O delegado Delmir Gouveia, titular da DRFC, mapeou as quadrilhas especializadas no roubo de cargas e as suas principais rotas de ação - Severino Silva/Agência O Dia
O delegado Delmir Gouveia, titular da DRFC, mapeou as quadrilhas especializadas no roubo de cargas e as suas principais rotas de açãoSeverino Silva/Agência O Dia
Por RAFAEL NASCIMENTO

Rio - Em uma madrugada do final de 2017, o caminhoneiro José (nome fictício), de 55 anos, passava pela BR-101, que liga o Rio ao Espírito Santo. Com uma carga de achocolatado e café, o motorista foi rendido por homens armados. Foi obrigado a seguir em um comboio de bandidos com fuzis e pistolas. Ele, então, foi levado da rodovia até uma comunidade do Complexo do Salgueiro, onde a carga seria retirada. "(Os bandidos) estavam com vários carros e sempre muito nervosos. Gritavam e diziam que era para eu não fazer movimentos bruscos. Ameaçavam me matar".

O relato revela o drama de caminhoneiros principalmente no ano passado, quando o Estado do Rio registrou 10.599 casos do tipo, um roubo a cada 50 minutos 52% deles concentrados em 11 das 138 unidades policiais. Levantamento da Federação das Indústrias do Rio de Janeiro (Firjan) estima um prejuízo de R$ 57,6 bilhões em 2017 nos estados do Rio, São Paulo, Minas Gerais e Espírito Santo. O Sindicato de Empresas de Transporte Rodoviário e Logística do Rio (Sindicarga) diz que houve um prejuízo de R$ 1 bilhão para as empresas do ramo no período.

O impacto da intervenção

A intervenção federal na segurança do Rio, que completou dez meses ontem, conseguiu redução de 14,4% no roubo de cargas. O dado faz parte do relatório divulgado no sábado pelo Observatório da Intervenção, formado por especialistas em violência e segurança pública da Universidade Cândido Mendes. Apesar do índice positivo, o saldo é pouco otimista. Registros de tiroteios cresceram 56% e o número de pessoas mortas pela polícia aumentou 40%. Em 303 dias, 161 pessoas foram vítimas de balas perdidas.

Investigações, prisões e indiciamentos de traficantes, receptadores e até de informantes a serviço das quadrilhas também contribuíram para que ocorresse queda no índice de roubo de cargas no ano.

As rotas do crime

Maio foi o mês com maior número de roubos no ano: 1.240 casos, média de 40 por dia. Um contraste com os 651 registros de outubro, quando a média quase caiu pela metade na comparação entre maio e outubro. Foram 158 presos nos últimos nove meses. "Analisamos registros de todas as delegacias para combater esse crime", diz Delmir Gouveia, delegado titular da Delegacia de Roubos e Furtos de Cargas (DRFC).
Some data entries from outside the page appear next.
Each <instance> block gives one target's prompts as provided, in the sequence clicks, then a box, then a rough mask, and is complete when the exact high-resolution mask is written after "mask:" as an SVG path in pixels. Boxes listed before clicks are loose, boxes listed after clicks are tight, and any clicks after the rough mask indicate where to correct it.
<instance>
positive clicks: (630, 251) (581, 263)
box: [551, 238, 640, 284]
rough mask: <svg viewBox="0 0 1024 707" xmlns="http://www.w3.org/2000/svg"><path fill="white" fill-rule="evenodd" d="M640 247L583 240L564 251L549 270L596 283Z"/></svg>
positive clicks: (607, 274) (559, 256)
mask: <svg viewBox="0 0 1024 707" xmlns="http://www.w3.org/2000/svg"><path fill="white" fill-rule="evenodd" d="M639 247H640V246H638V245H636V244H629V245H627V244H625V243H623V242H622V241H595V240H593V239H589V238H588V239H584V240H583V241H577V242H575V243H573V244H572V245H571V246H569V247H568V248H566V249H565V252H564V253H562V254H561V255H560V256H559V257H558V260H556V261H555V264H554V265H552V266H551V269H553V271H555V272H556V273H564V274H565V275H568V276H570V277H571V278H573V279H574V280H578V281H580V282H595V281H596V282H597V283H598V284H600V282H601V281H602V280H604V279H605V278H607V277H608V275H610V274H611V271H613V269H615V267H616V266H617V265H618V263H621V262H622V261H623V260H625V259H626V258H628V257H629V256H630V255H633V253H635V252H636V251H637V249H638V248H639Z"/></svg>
Segundo levantamento da especializada, a Avenida Brasil é um dos alvos preferidos das quadrilhas, principalmente no trecho entre Bonsucesso e Bangu. Nessa região, a favela Kelso aparece como ponto estratégico do crime. A Rodovia Washington Luís, a Rodovia Presidente Dutra e BR-101 Rio-Vitória (em São Gonçalo) também estão no mapa do crime.

Uma rota alimentada pela ação de receptadores especializados, que vão às comunidades para escolher itens roubados. "Já houve registro de liberarem um caminhão de carga de gelo porque os compradores não quiseram o produto roubado", lembra Delmir.

De frango a Iphones

Segundo a Polícia Civil, os criminosos preferem roubar entre 5h e 12h horário em que os motoristas estão chegando para descarregar suas cargas. Atualmente, segundo os investigadores, os bandidos roubam de tudo no estado: de frango a iPhones. Em alguns casos, os grupos buscam um produto específico (alimentos, pneus, eletroeletrônicos, por exemplo). Em outros, atuam no estilo 'roleta russa', como diz a polícia: param qualquer caminhão e roubam o que tiver ali.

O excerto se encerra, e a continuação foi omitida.